MemWal is not a product competing at the same level as Mem0 or Letta. Mem0 uses LLMs to extract key facts from conversations, models entity relationships through a graph-based approach, and delivers sub-50ms search latency.
What MemWal actually provides is closer to "memory infrastructure" than "memory intelligence." Specifically, three aspects set it apart from existing solutions.
Verifiability: All data stored on Walrus has availability proofs recorded on the Sui chain. It becomes possible to verify after the fact which memory an agent referenced when making a decision, and whether that memory was tampered with. With centralized Redis or S3, you have to trust the operator; with Walrus, guarantees come at the protocol level.
On-chain Ownership Management: Memory access rights are managed not through API keys or server configurations but through Sui's object ownership model. This means scenarios like cross-agent memory sharing, memory transfers, or conditional access to memory can be programmed via smart contracts.
Decentralized Storage: Memory data does not depend on a single server or cloud provider. Walrus distributes data across approximately 2,200 storage nodes using erasure coding, so data availability is maintained even if some nodes go down.
The scenarios where MemWal's differentiators genuinely shine are those that simultaneously demand trustworthiness and shareability in agent memory.
Multi-agent Systems: In architectures where multiple agents collaborate through shared memory, which agent wrote and read which memory can be tracked on-chain. Solutions like Mem0 support multi-tenancy as well, but programmably defining memory ownership across agents is a different problem.
Auditable Decision-Making: When an agent executes financial transactions or makes sensitive decisions, it should be possible to prove after the fact what memory the agent relied on at what point in time. When memory is stored on Walrus and proofs are recorded on Sui, this kind of audit trail becomes feasible.
Privacy-Sensitive Memory: In medical, legal, and financial domains where agents need to retain sensitive information, Seal encryption allows memory to be stored in encrypted form, with decryption restricted to parties that meet specific conditions. The fact that even the server operator cannot view the contents provides a fundamentally different trust model from centralized memory solutions.

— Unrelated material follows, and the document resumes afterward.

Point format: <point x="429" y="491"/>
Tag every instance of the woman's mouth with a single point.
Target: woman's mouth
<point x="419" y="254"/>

Agent Memory Portability: There may be scenarios where an agent is migrated to a different platform, or memory is transferred to another agent. When memory is not locked into a particular vendor's infrastructure but sits on a decentralized protocol, such portability becomes possible at the protocol level.
Conversely, for typical chatbot or assistant scenarios where a single agent needs fast semantic search and intelligent memory management, Mem0 or Letta is likely the more practical choice at this point.

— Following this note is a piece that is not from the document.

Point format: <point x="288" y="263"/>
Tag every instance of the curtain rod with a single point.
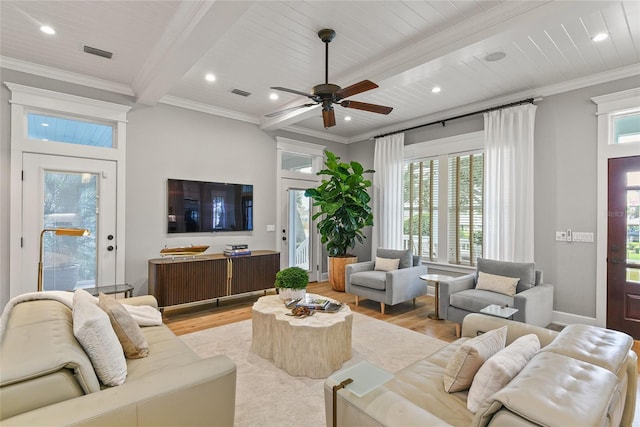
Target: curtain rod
<point x="442" y="122"/>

MemWal is part of a broader effort to position Walrus beyond simple file storage and toward becoming the memory layer for AI agents. One precedent is elizaOS V2, which already integrates Walrus as its default memory layer; MemWal takes this direction further by materializing it into a more general-purpose SDK.
Of course, the information publicly available so far is not sufficient to fully assess MemWal's technical depth. Details like the SDK's API design, memory query mechanisms, relayer implementation specifics, and the practical constraints imposed by Walrus storage costs will require firsthand examination of the documentation and code.
The agent memory market is growing rapidly, and the core competition is playing out in the domain of how intelligently a system can remember. MemWal introduces a different axis: how reliably a system can remember. Whether this axis gains real traction in the market ultimately depends on two things. The first is how quickly the number of cases grows where agents handle real assets and high-stakes decisions. The second is how well MemWal can build intelligent memory management capabilities on top of verifiable storage.